Performance and Scalability are two very different goals. While it is true that improving performance can lead to increased scalability capacity with the same physical resources, increasing the scalability of your application does not necessarily lead to improved performance.

Performance is all about perception. In layman’s terms, how quickly can you provide a response to a request from your customer. As volume increases, performance generally degrades after a certain point, and then as volume continues, often the outcome is complete failure. Having a suitable scalable architecture can enable you to provide consistent performance for a given and growing workload.

A Scalability Engineer needs to have architectural skills, management skills, deployment skills and automation skills. A Performance Engineer needs to have more specific technology skills, development skills and some architectural skills.

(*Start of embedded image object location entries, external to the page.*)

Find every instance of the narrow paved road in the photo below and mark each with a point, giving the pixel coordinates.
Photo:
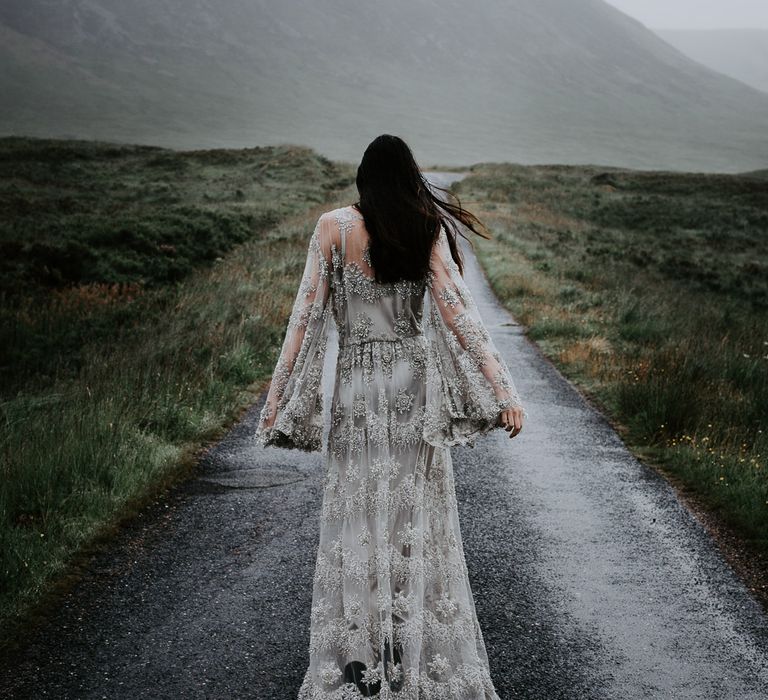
(591, 579)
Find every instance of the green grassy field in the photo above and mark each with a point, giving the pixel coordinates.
(145, 294)
(650, 291)
(144, 297)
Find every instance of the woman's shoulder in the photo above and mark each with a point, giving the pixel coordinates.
(341, 213)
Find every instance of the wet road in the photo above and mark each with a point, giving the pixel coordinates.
(591, 579)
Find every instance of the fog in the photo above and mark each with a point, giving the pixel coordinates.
(697, 14)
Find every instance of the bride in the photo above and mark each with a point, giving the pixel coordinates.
(392, 610)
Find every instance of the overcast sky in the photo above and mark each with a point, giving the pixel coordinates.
(697, 14)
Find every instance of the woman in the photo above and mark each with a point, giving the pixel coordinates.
(392, 610)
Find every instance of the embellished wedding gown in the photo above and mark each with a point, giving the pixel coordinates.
(392, 610)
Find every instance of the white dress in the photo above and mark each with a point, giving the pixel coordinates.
(392, 610)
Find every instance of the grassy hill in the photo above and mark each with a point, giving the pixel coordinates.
(738, 53)
(144, 296)
(650, 291)
(529, 81)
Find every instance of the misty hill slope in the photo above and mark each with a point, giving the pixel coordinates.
(522, 80)
(738, 53)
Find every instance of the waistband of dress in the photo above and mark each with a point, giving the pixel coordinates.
(349, 343)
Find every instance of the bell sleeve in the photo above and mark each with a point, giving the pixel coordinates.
(292, 416)
(468, 382)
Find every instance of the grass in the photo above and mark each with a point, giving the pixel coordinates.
(116, 369)
(650, 291)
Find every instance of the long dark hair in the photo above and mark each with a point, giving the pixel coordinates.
(403, 214)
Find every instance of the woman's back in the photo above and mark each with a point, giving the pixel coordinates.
(364, 310)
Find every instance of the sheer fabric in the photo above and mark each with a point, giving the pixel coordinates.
(392, 610)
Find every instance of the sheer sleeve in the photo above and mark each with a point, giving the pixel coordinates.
(468, 383)
(292, 416)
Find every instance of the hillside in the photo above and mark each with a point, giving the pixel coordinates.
(738, 53)
(527, 80)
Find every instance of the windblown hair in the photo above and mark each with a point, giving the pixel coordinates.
(403, 213)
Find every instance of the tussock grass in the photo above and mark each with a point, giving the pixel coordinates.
(650, 291)
(113, 386)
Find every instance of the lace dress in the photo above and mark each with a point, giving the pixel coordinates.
(392, 610)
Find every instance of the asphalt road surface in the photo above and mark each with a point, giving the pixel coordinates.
(591, 579)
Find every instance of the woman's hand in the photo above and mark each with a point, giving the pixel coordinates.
(512, 420)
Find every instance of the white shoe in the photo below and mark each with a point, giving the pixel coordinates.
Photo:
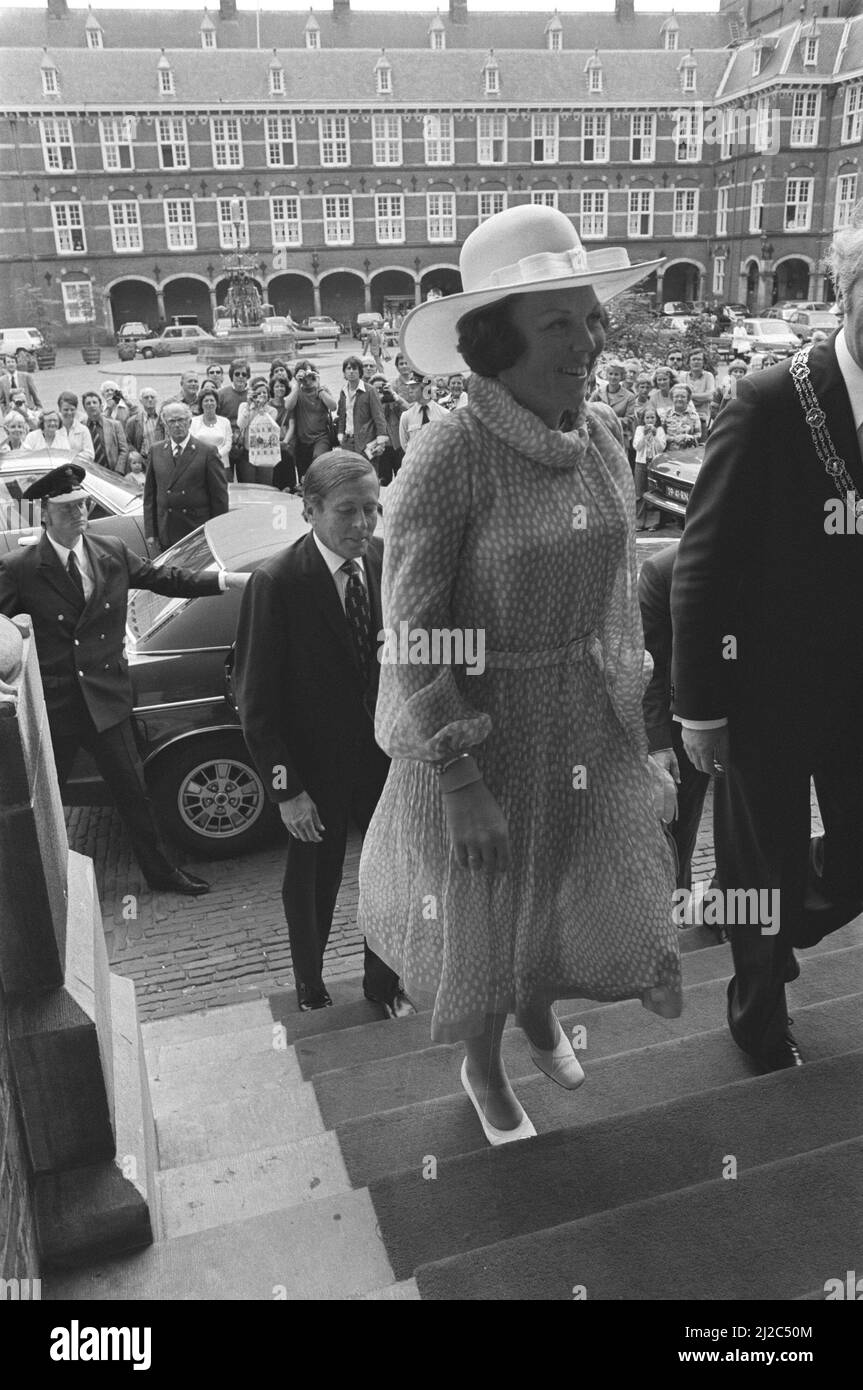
(495, 1136)
(562, 1064)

A great example of a performance problem is when a client contacts me to help with a slow performing website. When the home page takes 5 seconds to load, but only 500ms of that is the actual page generation, and ultimately the maximum possible amount of time spent in the database, in isolation as a database expert I could only improve on 10% of the actual problem. As a performance engineer, your knowledge of the full stack including the web container, the data store accesses (persistent and non-persistent), optimizing the network payload size with compression, various techniques of caching and parallelism capacities are all essential skills needed.

A scalability problem is when your site supports 5,000 concurrent users, but it needs to support 25,000. Applying the primary skills just listed will not solve your scalability need. Simply adding 5x of servers is a simple way to provide support for more concurrent users, but where is the bottleneck or limitation of your application as you scale. Does adding 5x web servers place too much load on your caching tier or your database tier? While most applications utilize load balancing for web traffic, and so a new webserver is generally straightforward (to a point), can your application even support adding more database servers? Or does your architecture lead to read scalability, but not write scalability? Not being able to scale writes is a clear single point of failure for scalability. Most scalability needs require (re)architecture of your stack and the management of how this can be achieved while maintaining an operational site. After a point when you have 500+ servers, adding 50 more servers is generally the role of great automated deployment processes. The problem is usually greater when moving from 5 servers to 25 servers.

For employers that are writing a job description and using a specific job title, consider if the objectives in the description matches the title.

This leads to the question, what about a Reliability Engineer? That is another detailed discussion that relates to performance and scalability, but also have very different goals. Clearly defining your uptime needs is just one question a reliability engineer needs to ask.